The feeling when something happened that could mean something bad will happen to you or someone else. You cannot stop thinking about this.
You feel worry when you are constantly thinking about something that happened (the ‘signal event’), which may be a signal that something bad will happen (the ‘possible event’). For example, you can feel worried when you are supposed to meet a friend for dinner, but she is an hour late and not picking up her phone (signal event), and now you are worried that something bad may have happened to her (possible event). Or you may have an unusual lump on your skin that is not going away (signal event), and now worry that it may be something serious (possible event). In both cases, the immediate cause, the missing friend and the mysterious lump, could be signals that something terrible happened, e.g., your friend had an accident and the lump turns out to be nasty disease.

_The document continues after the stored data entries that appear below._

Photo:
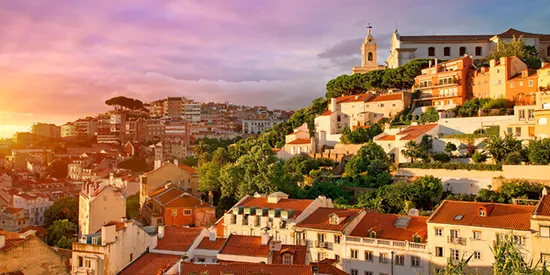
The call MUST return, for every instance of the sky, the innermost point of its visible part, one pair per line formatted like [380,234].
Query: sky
[61,59]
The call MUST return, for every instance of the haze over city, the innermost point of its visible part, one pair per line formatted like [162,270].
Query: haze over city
[61,60]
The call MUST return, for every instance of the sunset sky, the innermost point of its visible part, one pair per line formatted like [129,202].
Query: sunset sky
[61,59]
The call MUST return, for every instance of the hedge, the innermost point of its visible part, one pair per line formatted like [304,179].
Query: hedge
[453,166]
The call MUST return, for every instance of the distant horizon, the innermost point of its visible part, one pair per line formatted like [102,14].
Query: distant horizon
[59,58]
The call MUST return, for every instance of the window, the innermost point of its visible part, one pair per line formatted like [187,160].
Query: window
[477,255]
[354,253]
[431,51]
[477,235]
[447,51]
[415,261]
[479,51]
[287,259]
[383,258]
[544,231]
[439,251]
[368,256]
[399,259]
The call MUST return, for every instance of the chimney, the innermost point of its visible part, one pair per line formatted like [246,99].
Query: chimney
[160,231]
[265,238]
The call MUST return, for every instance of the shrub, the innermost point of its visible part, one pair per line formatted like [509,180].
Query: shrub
[441,157]
[453,166]
[479,157]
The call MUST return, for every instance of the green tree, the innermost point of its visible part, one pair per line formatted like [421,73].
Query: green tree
[65,208]
[61,229]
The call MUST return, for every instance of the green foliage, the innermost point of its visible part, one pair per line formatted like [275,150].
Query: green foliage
[453,166]
[132,206]
[539,151]
[431,115]
[499,147]
[370,167]
[479,157]
[135,165]
[61,229]
[125,102]
[360,135]
[442,157]
[65,208]
[402,78]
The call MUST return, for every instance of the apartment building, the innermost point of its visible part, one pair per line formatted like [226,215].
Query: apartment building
[98,205]
[457,230]
[276,212]
[444,85]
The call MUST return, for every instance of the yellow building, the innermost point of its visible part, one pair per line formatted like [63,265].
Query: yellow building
[458,229]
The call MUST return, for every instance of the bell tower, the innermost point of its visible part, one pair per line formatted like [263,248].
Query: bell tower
[369,50]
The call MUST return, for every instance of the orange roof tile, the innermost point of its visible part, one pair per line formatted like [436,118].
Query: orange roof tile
[207,244]
[415,131]
[384,225]
[386,97]
[505,216]
[177,238]
[247,269]
[151,264]
[320,218]
[543,207]
[245,246]
[387,137]
[299,252]
[300,141]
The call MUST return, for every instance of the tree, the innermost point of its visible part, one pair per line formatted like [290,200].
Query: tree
[132,206]
[62,209]
[431,115]
[370,166]
[60,232]
[539,151]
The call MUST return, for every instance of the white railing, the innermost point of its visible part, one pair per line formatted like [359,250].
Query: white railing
[386,243]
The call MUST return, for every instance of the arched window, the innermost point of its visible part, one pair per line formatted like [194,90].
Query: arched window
[431,51]
[479,51]
[447,51]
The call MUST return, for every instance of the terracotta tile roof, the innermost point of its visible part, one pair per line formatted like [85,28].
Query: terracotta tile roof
[352,98]
[211,245]
[298,205]
[177,238]
[245,246]
[504,216]
[247,269]
[300,141]
[543,207]
[299,252]
[326,113]
[320,218]
[415,131]
[386,97]
[150,264]
[387,137]
[384,225]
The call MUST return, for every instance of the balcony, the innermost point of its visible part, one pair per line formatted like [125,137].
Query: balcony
[456,240]
[386,243]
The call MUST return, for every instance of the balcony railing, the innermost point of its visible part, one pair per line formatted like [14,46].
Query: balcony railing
[387,243]
[456,240]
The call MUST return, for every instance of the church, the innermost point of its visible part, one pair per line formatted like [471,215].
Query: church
[369,51]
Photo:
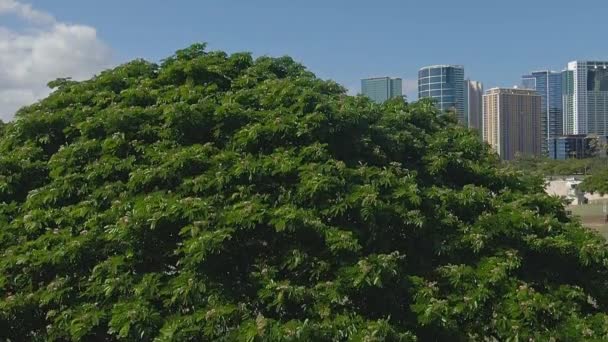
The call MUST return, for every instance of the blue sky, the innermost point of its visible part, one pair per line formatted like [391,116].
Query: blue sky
[496,41]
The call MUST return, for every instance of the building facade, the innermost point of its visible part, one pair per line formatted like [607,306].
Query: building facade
[548,85]
[585,98]
[473,107]
[511,121]
[444,84]
[570,146]
[380,89]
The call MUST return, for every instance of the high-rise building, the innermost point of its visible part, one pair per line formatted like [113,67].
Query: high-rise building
[511,121]
[585,98]
[572,146]
[473,107]
[380,89]
[445,84]
[548,85]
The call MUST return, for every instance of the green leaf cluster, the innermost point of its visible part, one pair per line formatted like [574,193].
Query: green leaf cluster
[222,197]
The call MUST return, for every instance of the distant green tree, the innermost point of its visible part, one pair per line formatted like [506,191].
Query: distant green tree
[218,197]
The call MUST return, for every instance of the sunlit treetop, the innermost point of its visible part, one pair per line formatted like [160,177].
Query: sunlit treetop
[222,197]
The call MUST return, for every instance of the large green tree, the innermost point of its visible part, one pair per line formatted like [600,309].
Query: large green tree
[218,197]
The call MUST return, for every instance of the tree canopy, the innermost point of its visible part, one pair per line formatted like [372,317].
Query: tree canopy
[222,197]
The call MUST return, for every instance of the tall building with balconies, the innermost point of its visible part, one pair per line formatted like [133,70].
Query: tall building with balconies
[444,84]
[380,89]
[548,85]
[585,98]
[511,121]
[473,105]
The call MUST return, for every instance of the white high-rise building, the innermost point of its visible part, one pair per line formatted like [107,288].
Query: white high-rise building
[473,103]
[585,99]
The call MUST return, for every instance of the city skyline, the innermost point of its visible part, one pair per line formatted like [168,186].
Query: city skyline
[345,46]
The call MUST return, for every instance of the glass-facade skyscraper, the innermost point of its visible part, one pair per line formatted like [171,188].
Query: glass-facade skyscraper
[445,84]
[548,85]
[380,89]
[585,98]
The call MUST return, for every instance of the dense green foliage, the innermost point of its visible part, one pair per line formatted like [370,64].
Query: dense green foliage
[218,197]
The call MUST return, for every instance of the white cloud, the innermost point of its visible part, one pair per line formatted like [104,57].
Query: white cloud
[46,50]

However, they could also turn out meaningless: the friend turns up late with an empty phone battery, and the lump is just a benign mole. However, until you are sure, the uncertainty is what triggers the unsettling thought process that characterizes worry.
Worry is essentially a type of fear triggered by a situation in which you only play a secondary role. This also explains why we often feel worry for other people: we have much less control over other people’s wellbeing than our own. This powerlessness can lead to several means of expression: waiting restlessly for an outcome, finding distraction in something else, or a relatively aimless attempt to do something to help. An example of the latter is when a parent of a missing child starts driving around the neighborhood, even if she knows the chances of spotting her child that way are slim. If people’s situations remain challenging and beyond their control, such as with medical or financial troubles, worries can extend over a long period of time.

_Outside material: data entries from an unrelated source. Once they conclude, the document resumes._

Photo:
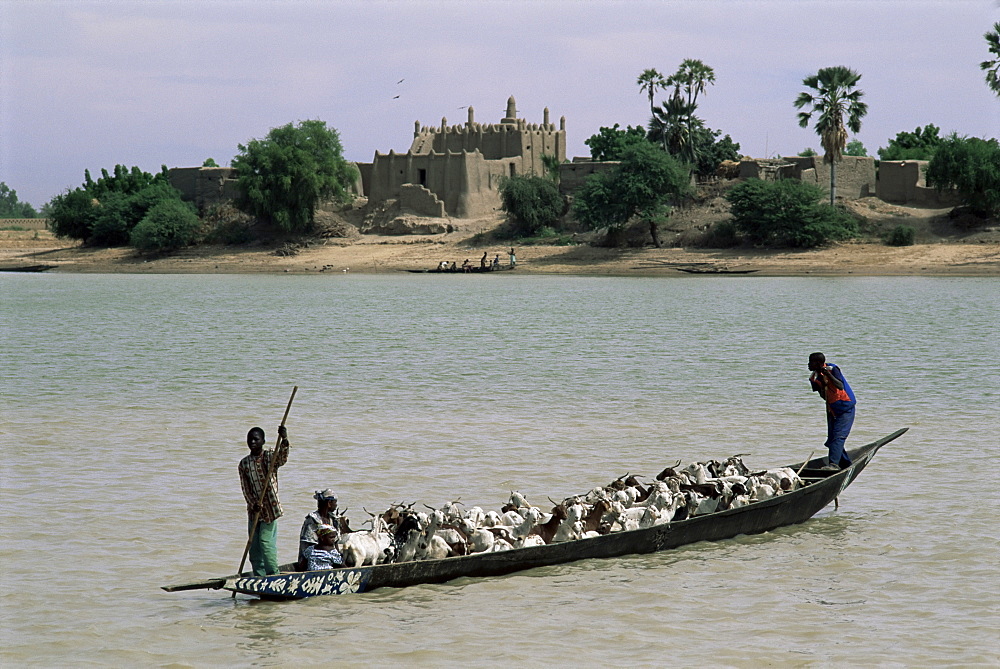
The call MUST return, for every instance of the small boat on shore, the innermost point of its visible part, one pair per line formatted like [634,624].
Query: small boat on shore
[475,269]
[820,487]
[714,270]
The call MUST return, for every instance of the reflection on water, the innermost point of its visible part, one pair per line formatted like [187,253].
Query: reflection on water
[131,397]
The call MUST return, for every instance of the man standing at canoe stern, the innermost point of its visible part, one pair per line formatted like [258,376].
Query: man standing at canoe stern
[829,382]
[256,478]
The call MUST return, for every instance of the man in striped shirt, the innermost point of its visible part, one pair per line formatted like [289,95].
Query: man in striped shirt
[260,489]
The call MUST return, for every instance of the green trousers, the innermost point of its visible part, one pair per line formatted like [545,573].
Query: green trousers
[264,548]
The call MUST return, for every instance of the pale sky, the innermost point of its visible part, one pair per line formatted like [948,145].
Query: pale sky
[92,84]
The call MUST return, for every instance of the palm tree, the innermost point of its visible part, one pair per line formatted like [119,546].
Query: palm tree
[693,78]
[673,124]
[992,67]
[834,98]
[649,82]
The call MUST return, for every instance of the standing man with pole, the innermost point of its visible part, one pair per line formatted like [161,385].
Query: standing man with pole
[829,382]
[259,479]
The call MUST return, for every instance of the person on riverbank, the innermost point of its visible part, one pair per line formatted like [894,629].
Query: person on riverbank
[832,386]
[260,489]
[326,506]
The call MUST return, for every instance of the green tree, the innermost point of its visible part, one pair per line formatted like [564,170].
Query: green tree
[283,177]
[835,97]
[992,67]
[103,212]
[855,148]
[692,79]
[711,150]
[531,203]
[917,145]
[642,186]
[610,143]
[786,213]
[170,224]
[649,82]
[11,207]
[972,166]
[673,124]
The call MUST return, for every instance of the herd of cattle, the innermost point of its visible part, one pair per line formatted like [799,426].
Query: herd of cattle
[401,533]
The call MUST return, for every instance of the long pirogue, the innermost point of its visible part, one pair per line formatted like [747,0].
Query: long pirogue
[820,487]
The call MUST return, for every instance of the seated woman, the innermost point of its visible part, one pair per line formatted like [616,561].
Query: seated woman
[326,507]
[324,555]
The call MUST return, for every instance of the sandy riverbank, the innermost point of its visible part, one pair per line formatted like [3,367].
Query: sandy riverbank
[940,251]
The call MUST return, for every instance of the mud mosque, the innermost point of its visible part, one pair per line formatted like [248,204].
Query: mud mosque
[454,171]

In the comic, Murphy is assessing his future now that he has just been fired. He realizes his prospects are very bad, and he doesn’t know if he can do anything about it.

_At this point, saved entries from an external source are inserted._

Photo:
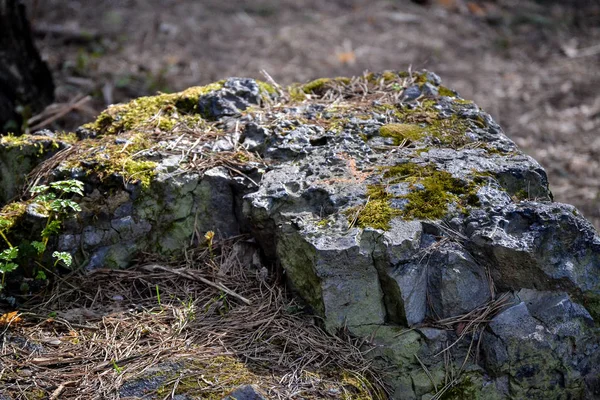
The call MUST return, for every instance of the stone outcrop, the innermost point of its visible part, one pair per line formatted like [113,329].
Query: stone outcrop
[396,209]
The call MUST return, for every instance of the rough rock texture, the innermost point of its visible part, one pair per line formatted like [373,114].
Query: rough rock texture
[389,202]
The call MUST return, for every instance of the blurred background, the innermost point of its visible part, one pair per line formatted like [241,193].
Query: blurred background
[533,65]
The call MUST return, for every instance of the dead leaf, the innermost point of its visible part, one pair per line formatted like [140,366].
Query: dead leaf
[10,318]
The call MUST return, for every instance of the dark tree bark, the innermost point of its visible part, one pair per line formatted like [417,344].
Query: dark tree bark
[26,85]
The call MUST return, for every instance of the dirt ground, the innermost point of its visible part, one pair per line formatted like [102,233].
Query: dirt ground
[533,65]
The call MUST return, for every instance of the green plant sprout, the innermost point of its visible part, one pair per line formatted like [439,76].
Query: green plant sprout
[6,264]
[50,201]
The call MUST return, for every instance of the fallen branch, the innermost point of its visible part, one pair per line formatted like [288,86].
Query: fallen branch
[187,273]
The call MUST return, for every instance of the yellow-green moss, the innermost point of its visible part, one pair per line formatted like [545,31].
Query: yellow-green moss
[322,223]
[377,212]
[444,91]
[216,377]
[401,132]
[105,157]
[226,374]
[163,111]
[432,191]
[34,394]
[319,86]
[13,211]
[266,88]
[449,131]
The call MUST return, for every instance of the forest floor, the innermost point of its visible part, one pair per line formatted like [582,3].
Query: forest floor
[158,332]
[534,66]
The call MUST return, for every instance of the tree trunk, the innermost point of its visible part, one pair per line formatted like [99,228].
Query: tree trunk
[26,85]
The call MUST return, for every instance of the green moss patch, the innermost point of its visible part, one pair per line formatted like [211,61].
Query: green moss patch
[163,111]
[105,157]
[432,192]
[377,212]
[402,132]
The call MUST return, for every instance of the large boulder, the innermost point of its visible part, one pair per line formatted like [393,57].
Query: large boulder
[396,209]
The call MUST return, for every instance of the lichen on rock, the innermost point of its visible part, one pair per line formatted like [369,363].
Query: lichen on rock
[396,210]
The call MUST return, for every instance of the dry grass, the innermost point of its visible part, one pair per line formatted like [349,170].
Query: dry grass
[532,66]
[92,334]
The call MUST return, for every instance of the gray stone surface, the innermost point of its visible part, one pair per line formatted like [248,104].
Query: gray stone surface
[385,234]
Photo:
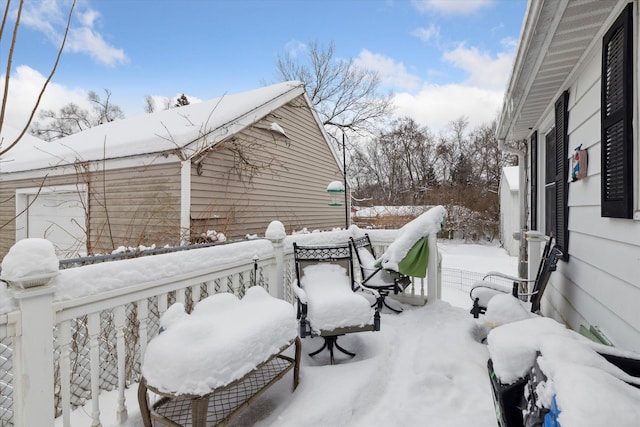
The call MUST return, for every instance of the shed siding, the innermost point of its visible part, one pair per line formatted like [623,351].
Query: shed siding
[600,284]
[291,189]
[127,207]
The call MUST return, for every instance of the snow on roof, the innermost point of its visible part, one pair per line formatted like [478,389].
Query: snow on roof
[176,128]
[512,176]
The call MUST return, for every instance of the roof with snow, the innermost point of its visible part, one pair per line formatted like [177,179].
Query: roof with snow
[184,129]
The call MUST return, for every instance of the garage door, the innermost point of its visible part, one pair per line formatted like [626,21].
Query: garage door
[60,218]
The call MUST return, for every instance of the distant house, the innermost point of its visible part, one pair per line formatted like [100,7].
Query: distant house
[232,164]
[575,84]
[510,209]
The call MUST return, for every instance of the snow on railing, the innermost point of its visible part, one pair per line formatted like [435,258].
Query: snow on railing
[94,321]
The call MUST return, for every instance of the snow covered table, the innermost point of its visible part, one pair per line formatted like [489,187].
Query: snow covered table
[204,368]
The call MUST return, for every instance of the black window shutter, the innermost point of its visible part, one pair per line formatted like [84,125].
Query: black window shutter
[534,181]
[561,178]
[550,184]
[616,118]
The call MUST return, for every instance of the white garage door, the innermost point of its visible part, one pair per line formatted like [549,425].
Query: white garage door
[60,218]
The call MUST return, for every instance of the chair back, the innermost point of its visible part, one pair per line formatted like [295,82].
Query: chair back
[340,254]
[548,266]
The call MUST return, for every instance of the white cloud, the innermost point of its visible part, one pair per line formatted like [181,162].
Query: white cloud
[452,7]
[437,106]
[87,40]
[484,70]
[25,85]
[428,34]
[50,18]
[392,73]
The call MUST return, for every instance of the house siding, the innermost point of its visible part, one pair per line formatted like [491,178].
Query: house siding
[600,284]
[126,207]
[292,189]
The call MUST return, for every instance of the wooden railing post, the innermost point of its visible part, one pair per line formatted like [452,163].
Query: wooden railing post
[434,290]
[33,375]
[276,234]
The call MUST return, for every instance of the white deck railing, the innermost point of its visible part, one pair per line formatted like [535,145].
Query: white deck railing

“Why haven’t I heard from her yet?”
“I’m sure something bad has happened.”
Murphy's bad day
Comparisons with other emotions
Worry & Anxiety
Anxiety and worry are both emotional responses to situations with an unclear outcome. In comparison however, anxiety also has an unclear cause, whereas worry is a response to a concrete sign. For example, new parents may have a general anxiety that something bad could happen to their child. If they are worried, in contrast, it is because there is a sign that they interpret as potentially bad, such as a rash, a recurring cough or a lack of appetite.
Worry & Pity
Pity and worry have in common that they are both emotions that can be felt towards other people (always, in the case of pity, and often, in the case of worry). The difference is that worry is felt towards events that have not yet taken place (or at least that you don’t about yet), but that you worry may happen. In the case of pity, you already know that something bad has happened to them.